A Media Office spokesperson told the Thomson Reuters Foundation that “scanners are not tied to any identification system and no one is identified when scanned,” adding that the system does not capture or store any personal data.
Authorities in the UAE have relied heavily on artificial intelligence for years, including facial recognition technology.
In 2018, Dubai Police launched a network of thousands of cameras – dubbed Oyoon, “eyes” in Arabic – to help them tackle crime in the emirate.
After the onset of the coronavirus pandemic, UAE police deployed smart helmets to scan temperatures of up to 200 passers-by per minute, while Dubai police pledged to post photos of anyone violating curfew restrictions without blurring their faces.
Matt Mahmoudi, technology researcher at Amnesty International, called this a “surveillance-service trade-off” often seen in smart cities.
“This particular type of facial recognition (the one deployed in Abu Dhabi) is of concern because mass surveillance technology risks violating people’s right to privacy,” he said over the phone.
The UAE is categorized as’ non-free ‘by US think-tank Freedom House, which said state internet surveillance was rampant, violated users’ right to privacy and did not appear to be regulated by “significant legal control”. “
This “opaque legal framework” could specifically lead to harassment of religious or sexual minorities in the largely conservative emirates, said Mohamad Najem, executive director of Lebanese digital rights group SMEX.
Khalid Ibrahim, executive director of the nonprofit Gulf Center for Human Rights, also feared that the technology could lead to increased surveillance of migrant workers in the United Arab Emirates, which the International Labor Organization says is home to the fifth largest migrant population in the world.
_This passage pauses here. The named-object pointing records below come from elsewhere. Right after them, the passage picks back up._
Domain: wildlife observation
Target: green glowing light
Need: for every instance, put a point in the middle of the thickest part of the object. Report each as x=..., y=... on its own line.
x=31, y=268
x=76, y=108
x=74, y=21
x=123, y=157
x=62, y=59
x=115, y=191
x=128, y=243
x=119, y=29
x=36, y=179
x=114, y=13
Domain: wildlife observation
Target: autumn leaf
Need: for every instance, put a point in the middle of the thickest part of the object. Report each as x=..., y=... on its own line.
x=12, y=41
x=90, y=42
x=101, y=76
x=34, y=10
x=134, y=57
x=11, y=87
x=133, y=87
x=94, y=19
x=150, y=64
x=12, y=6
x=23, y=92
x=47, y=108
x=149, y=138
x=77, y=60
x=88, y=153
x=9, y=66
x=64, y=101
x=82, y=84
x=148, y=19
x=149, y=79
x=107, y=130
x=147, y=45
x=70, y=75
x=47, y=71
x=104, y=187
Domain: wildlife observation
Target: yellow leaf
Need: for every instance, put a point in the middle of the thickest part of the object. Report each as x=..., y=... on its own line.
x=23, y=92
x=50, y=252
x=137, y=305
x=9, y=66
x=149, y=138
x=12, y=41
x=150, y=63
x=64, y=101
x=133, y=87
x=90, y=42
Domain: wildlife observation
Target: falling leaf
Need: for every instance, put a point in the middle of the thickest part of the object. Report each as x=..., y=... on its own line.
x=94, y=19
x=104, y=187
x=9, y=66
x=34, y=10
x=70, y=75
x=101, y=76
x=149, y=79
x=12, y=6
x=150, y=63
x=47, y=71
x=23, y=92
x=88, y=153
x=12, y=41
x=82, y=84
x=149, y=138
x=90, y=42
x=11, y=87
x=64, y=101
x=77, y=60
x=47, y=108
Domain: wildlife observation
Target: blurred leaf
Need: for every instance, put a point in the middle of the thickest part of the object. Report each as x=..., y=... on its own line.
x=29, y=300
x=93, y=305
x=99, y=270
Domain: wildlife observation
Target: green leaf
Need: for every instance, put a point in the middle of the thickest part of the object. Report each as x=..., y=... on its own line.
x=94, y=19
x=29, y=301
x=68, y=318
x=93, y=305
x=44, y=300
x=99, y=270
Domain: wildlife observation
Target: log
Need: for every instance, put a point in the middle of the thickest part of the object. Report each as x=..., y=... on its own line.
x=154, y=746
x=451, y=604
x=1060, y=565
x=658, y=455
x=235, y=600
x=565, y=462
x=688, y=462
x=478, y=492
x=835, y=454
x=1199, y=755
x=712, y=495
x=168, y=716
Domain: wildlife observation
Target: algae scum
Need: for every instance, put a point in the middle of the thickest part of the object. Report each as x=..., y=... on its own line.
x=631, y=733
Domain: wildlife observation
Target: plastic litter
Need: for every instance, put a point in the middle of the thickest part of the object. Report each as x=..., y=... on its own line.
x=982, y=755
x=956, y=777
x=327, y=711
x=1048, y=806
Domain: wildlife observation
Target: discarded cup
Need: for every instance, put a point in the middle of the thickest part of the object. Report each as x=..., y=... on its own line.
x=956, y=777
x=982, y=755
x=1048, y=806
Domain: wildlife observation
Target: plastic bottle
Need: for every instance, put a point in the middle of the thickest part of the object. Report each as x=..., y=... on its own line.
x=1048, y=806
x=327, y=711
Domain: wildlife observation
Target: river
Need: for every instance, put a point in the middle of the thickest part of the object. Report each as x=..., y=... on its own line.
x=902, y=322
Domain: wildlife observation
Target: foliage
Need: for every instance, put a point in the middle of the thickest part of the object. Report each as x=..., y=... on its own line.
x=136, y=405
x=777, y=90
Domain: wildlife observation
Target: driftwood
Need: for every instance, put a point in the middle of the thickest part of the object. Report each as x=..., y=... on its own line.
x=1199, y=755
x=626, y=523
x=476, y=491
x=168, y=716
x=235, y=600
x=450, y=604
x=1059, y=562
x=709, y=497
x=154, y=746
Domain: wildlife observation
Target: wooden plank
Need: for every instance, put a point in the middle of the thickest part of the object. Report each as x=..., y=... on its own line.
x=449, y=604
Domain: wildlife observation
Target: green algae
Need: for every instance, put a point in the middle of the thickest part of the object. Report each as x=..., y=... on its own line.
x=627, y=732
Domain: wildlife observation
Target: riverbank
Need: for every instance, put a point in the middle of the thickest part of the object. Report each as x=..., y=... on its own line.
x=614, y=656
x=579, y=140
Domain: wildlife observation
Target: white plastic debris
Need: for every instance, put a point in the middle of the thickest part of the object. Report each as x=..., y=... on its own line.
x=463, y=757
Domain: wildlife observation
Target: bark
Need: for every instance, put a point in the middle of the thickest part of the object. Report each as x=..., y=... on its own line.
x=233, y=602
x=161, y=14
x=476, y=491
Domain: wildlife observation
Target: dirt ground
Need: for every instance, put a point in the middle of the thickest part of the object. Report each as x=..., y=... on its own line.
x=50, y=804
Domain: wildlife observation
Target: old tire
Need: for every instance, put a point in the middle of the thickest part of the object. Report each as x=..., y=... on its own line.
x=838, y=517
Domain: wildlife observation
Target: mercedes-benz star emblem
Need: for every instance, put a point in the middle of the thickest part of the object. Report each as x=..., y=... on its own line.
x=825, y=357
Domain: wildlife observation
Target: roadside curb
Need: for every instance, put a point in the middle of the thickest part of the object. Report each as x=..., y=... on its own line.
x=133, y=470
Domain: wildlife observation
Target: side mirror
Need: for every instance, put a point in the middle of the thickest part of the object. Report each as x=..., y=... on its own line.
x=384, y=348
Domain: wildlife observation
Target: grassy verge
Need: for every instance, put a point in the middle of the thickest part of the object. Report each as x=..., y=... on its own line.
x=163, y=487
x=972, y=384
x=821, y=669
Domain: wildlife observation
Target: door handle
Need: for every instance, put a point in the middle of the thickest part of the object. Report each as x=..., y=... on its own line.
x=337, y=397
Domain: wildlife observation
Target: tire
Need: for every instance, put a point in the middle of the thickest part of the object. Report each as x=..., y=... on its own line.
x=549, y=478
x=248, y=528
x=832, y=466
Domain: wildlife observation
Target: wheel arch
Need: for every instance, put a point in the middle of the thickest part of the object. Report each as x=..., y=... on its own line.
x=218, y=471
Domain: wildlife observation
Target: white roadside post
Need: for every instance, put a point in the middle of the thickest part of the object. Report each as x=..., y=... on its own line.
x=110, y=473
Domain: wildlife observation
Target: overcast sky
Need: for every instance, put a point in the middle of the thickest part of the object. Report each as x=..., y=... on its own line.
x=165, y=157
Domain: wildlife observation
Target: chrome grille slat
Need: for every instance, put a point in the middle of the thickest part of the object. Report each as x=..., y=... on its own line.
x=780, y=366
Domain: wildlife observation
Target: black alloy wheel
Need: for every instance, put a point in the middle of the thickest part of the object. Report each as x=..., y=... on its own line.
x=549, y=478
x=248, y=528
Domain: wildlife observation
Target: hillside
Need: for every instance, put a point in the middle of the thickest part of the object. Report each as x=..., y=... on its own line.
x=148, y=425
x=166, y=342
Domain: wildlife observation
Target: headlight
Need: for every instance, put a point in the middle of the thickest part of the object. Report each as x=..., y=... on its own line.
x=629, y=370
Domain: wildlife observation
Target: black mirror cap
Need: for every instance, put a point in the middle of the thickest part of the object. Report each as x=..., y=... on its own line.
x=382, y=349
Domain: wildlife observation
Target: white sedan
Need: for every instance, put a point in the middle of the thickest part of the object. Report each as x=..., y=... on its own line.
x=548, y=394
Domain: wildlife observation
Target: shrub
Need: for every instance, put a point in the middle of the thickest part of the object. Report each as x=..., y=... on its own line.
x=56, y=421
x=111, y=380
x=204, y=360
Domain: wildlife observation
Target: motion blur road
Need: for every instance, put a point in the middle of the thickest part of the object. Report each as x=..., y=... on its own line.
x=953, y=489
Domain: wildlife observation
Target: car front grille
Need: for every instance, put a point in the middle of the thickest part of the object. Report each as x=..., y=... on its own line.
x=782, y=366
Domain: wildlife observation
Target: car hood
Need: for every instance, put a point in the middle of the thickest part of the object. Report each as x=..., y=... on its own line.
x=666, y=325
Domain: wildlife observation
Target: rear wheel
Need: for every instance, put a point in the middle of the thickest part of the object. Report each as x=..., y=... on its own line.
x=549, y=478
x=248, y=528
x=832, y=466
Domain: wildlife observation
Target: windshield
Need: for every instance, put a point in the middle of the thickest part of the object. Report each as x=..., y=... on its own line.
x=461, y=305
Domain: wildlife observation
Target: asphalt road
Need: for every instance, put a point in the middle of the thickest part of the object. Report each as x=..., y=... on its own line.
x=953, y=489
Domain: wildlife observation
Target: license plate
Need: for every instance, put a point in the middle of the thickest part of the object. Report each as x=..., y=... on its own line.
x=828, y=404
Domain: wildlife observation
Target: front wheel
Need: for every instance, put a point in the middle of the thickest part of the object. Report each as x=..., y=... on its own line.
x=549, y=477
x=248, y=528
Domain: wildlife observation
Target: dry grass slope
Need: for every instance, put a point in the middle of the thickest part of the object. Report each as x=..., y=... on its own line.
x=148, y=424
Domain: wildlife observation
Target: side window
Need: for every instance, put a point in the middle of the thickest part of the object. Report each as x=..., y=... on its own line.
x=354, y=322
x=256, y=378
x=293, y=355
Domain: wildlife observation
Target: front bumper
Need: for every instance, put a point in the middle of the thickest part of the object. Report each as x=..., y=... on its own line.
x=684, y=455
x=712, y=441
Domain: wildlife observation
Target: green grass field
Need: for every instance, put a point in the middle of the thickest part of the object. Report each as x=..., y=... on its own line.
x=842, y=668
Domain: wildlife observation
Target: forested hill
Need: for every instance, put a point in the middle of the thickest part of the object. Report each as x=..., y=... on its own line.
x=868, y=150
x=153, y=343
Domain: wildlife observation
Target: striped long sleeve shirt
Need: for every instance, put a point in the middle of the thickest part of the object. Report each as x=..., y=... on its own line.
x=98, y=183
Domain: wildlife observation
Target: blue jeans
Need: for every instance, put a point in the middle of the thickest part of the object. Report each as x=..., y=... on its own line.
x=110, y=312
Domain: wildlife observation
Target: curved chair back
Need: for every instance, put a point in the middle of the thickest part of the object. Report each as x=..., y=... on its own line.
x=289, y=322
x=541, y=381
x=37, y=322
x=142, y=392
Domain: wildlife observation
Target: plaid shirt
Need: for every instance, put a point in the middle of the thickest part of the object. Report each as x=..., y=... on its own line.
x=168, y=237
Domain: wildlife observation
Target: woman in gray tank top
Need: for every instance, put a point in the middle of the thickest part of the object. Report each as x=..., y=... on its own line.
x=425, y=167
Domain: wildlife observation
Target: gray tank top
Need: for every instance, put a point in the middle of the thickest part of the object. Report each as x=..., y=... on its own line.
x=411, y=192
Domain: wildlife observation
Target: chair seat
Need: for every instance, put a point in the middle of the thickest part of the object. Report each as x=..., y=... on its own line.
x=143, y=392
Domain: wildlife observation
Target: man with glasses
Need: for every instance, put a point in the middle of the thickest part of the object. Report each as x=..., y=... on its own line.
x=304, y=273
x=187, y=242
The deployment of Abu Dhabi’s new scanners “was not transparent,” Ibrahim said, demanding more details from the government on how the technology works, the role of facial recognition and whether security forces would have access to the results .
“These are all important questions that the decline in government transparency has not answered,” he said.
This story was posted from an agency feed with no text editing. Only the title has been changed.